In short, depreciation is simply the measurement of how much an asset's value is reduced over time. Some assets depreciate because they are used and the wear and tear naturally causes them to be worth less as time passes. Other assets depreciate simply because the technology involved becomes more obsolete over time, making the assets worth less monetarily. Since the worth of assets does contribute to the overall valuation of a business, depreciation is an important concept when you're buying or selling a company.
It's Not Just a Taxation Concern
In the realm of business accounting, depreciation is most often considered with regard to taxation. Inland Revenue provides a detailed document regarding depreciation of all types of assets for taxation purposes and understanding tax-based depreciation can be a good start for business owners.

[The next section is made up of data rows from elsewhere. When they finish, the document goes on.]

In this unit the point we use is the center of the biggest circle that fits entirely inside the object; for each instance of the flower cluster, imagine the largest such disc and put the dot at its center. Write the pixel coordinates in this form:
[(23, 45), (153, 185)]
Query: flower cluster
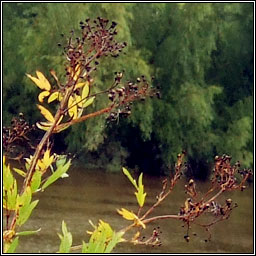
[(123, 96)]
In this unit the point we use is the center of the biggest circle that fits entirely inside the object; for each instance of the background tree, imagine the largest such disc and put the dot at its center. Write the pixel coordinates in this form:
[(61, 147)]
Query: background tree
[(200, 54)]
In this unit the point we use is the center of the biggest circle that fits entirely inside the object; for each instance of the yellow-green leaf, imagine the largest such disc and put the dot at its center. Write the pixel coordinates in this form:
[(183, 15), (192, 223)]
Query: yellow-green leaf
[(140, 197), (20, 172), (88, 102), (46, 113), (36, 181), (77, 72), (127, 214), (41, 81), (45, 83), (28, 232), (12, 247), (53, 97), (79, 85), (25, 212), (86, 90), (11, 197), (72, 107), (66, 239), (42, 95), (43, 125)]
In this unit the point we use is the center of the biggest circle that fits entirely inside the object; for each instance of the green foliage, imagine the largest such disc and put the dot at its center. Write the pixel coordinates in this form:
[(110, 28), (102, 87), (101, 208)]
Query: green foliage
[(61, 169), (28, 232), (12, 247), (103, 239), (140, 195), (201, 55), (66, 239)]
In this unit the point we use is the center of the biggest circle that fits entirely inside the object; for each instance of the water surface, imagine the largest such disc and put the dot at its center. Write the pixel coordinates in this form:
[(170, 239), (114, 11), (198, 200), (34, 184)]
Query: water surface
[(96, 195)]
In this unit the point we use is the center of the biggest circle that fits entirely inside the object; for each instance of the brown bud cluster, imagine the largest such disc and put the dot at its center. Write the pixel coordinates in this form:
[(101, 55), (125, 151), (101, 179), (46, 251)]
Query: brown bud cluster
[(97, 38), (224, 173), (123, 95)]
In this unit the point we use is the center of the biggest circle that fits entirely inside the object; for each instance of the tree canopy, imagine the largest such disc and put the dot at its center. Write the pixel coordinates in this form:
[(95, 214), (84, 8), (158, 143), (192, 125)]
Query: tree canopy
[(201, 55)]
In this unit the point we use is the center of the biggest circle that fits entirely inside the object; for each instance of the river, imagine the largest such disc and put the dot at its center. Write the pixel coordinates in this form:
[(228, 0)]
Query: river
[(93, 195)]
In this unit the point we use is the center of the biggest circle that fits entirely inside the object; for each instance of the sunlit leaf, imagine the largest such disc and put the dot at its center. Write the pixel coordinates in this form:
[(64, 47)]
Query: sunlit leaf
[(27, 233), (36, 181), (133, 181), (43, 125), (127, 214), (13, 246), (53, 97), (72, 107), (63, 127), (24, 198), (42, 95), (46, 113), (85, 91), (140, 197), (84, 247), (88, 102), (116, 238), (11, 196), (66, 239), (8, 178), (77, 72), (45, 83), (20, 172), (78, 101), (57, 174), (25, 212), (79, 85)]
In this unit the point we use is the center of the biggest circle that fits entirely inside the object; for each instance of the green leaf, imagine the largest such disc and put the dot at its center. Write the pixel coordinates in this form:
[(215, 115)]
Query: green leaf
[(66, 239), (140, 197), (7, 177), (133, 181), (27, 233), (25, 198), (13, 245), (36, 181), (61, 169), (85, 91), (61, 160), (25, 211), (88, 102), (20, 172), (84, 247), (117, 238), (11, 196)]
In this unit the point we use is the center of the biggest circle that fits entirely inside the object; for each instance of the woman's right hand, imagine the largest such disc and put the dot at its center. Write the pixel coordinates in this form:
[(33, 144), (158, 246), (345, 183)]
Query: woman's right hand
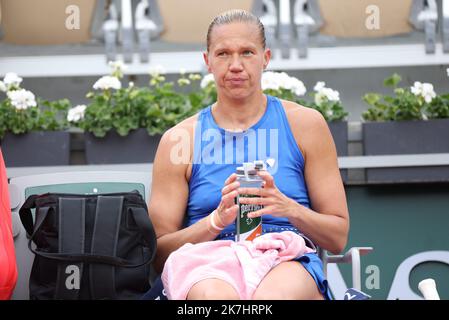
[(226, 211)]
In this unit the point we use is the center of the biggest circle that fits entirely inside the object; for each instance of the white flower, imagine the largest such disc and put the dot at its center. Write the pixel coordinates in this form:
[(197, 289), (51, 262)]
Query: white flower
[(156, 71), (107, 82), (76, 114), (281, 80), (417, 88), (207, 79), (320, 97), (22, 99), (319, 86), (298, 87), (331, 95), (183, 82), (12, 80), (118, 67), (269, 81), (424, 90), (194, 77), (325, 94)]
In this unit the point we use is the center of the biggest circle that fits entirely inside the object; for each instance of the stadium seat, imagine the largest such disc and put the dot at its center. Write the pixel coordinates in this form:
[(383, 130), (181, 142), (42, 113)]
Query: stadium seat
[(121, 181)]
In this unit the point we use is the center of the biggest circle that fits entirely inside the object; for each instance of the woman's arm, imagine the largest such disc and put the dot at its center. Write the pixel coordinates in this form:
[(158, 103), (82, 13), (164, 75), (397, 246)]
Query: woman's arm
[(327, 225), (330, 228), (169, 197)]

Know that tax-based depreciation isn't quite the same as market-based depreciation, though you can use some of the same figures when dealing with valuation.
Tax depreciation tends to follow a very specific formula that diminishes the value of an asset by a set percentage over a predetermined length of time. Furniture or chattels, for example, might be depreciated over a seven-year period with regard to the taxable value associated with the assets. In reality, the market value may not match the taxable depreciation value exactly; furniture that has been refurbished or well cared for might hold more value for a new business owner despite the formulaic depreciation for taxation purposes. This is one reason it's a good idea to work with a third-party valuation professional to determine a fair market value for a business you are intending to buy or sell.

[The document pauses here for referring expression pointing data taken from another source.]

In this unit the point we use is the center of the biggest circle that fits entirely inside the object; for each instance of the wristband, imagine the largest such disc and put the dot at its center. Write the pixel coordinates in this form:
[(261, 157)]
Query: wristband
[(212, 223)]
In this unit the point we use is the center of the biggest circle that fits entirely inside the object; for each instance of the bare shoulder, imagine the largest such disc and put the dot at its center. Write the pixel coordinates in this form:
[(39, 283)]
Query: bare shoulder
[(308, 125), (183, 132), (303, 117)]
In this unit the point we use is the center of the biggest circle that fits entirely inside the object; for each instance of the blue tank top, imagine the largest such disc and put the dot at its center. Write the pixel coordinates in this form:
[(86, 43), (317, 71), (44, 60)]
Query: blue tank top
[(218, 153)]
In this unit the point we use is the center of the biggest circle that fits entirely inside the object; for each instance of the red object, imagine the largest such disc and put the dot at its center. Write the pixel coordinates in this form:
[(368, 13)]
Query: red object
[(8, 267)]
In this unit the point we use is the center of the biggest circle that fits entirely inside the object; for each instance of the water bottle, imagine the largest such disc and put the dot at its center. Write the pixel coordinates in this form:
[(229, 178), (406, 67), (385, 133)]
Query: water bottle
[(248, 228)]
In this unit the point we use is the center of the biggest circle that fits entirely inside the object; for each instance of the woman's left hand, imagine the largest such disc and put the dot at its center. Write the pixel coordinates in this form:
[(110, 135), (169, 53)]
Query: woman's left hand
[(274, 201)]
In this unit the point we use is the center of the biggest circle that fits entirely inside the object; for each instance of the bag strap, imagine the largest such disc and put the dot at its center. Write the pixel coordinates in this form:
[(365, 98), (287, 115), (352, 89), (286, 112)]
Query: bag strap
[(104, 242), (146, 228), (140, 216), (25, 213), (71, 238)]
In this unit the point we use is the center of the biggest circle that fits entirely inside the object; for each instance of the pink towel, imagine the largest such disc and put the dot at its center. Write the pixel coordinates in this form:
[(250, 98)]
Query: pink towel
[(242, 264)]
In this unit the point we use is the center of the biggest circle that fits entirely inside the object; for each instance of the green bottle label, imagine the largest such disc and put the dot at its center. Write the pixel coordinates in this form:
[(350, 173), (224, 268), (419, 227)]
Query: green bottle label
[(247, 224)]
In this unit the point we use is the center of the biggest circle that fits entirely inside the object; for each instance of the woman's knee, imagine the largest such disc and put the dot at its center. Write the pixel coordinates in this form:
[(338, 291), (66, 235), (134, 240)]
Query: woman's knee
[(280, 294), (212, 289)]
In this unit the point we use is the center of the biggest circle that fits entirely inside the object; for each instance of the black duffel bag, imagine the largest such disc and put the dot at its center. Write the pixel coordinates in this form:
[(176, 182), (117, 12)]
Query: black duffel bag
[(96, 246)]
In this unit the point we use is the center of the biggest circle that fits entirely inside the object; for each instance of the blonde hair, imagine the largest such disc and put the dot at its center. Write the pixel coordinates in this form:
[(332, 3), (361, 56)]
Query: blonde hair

Depreciation's Role in Valuing a Business
The value of assets is only one of the things considered when valuing a business. Commonly, business valuation relies on some common major concerns, including:
- The expected future performance of the business
- What type of return a buyer can expect to receive on their investment
- The current cash flow of the business (which isn't the same as the profits)

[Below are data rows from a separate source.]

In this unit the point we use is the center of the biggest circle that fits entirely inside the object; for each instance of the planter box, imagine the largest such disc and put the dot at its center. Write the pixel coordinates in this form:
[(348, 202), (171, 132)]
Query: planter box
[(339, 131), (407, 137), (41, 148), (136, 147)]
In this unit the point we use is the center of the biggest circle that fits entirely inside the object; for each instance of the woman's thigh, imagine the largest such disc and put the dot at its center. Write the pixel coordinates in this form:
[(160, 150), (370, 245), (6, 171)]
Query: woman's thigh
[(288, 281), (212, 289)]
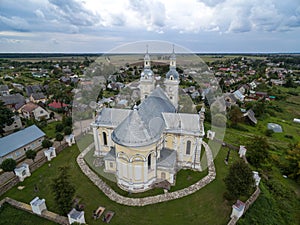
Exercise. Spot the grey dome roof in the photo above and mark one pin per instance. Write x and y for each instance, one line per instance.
(145, 125)
(172, 72)
(147, 72)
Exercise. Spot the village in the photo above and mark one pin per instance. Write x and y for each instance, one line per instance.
(46, 108)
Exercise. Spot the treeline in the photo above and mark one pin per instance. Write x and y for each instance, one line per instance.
(44, 55)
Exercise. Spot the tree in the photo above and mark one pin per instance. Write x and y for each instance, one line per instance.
(47, 143)
(52, 115)
(219, 120)
(293, 158)
(59, 137)
(239, 180)
(257, 151)
(30, 154)
(68, 130)
(235, 115)
(63, 191)
(67, 121)
(8, 165)
(59, 127)
(6, 117)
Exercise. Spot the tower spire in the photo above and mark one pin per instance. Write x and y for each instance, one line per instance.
(147, 59)
(173, 59)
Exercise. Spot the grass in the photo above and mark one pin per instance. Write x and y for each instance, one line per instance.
(49, 130)
(185, 178)
(206, 206)
(11, 215)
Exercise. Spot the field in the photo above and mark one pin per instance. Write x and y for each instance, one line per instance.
(206, 206)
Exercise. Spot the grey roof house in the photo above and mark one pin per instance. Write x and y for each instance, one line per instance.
(15, 145)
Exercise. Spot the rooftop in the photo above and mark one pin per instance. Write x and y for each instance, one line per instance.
(19, 139)
(145, 124)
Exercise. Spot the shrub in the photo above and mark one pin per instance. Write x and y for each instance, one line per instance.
(59, 127)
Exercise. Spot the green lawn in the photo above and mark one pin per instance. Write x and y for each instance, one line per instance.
(206, 206)
(49, 130)
(11, 215)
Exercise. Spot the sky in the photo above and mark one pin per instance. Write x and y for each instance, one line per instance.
(97, 26)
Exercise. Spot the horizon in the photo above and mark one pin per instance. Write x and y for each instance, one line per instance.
(210, 26)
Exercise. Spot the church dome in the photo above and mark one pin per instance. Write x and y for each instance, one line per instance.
(145, 124)
(172, 73)
(147, 73)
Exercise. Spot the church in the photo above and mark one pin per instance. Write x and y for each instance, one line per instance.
(153, 141)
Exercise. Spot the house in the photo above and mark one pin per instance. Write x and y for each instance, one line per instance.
(15, 145)
(4, 90)
(149, 144)
(275, 127)
(57, 106)
(20, 87)
(38, 97)
(31, 89)
(261, 94)
(32, 110)
(17, 124)
(250, 116)
(14, 102)
(239, 96)
(230, 99)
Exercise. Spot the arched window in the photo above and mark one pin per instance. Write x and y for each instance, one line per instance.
(188, 148)
(104, 138)
(149, 162)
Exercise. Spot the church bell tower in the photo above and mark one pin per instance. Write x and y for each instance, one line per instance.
(147, 82)
(172, 81)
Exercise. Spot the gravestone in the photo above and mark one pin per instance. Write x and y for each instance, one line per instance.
(70, 139)
(38, 205)
(256, 178)
(238, 209)
(210, 134)
(76, 216)
(242, 151)
(23, 171)
(50, 153)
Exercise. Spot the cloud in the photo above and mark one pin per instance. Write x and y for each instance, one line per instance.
(39, 14)
(73, 12)
(14, 23)
(79, 23)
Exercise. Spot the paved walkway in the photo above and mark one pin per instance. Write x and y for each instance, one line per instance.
(111, 194)
(45, 213)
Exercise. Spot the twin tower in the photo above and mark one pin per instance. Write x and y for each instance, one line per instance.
(171, 82)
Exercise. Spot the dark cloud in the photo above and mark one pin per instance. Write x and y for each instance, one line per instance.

- How much the business is leveraged regarding debt
- How the overall deal is structured (is the buyer purchasing the company outright, buying a share in it, buying in at an incremental rate?)
- The types of assets involved and their value.
It's rare for assets alone to be the sole major component of a business sale, though there are some exceptions. If a company is heavy on inventory, materials or machinery, another company may be looking to purchase it for those resources alone. In such a case, the value of the assets and the depreciation of those assets (both currently and expected in the future) plays a much bigger role in value.
In cases where asset value and depreciation don't play a leading role in business valuation, the details are still important. Firstly, because buyers must understand exactly what they are purchasing. Secondly, because both buyers and sellers should fully understand the accounting and tax implications of any ownership transfer before they sign an agreement.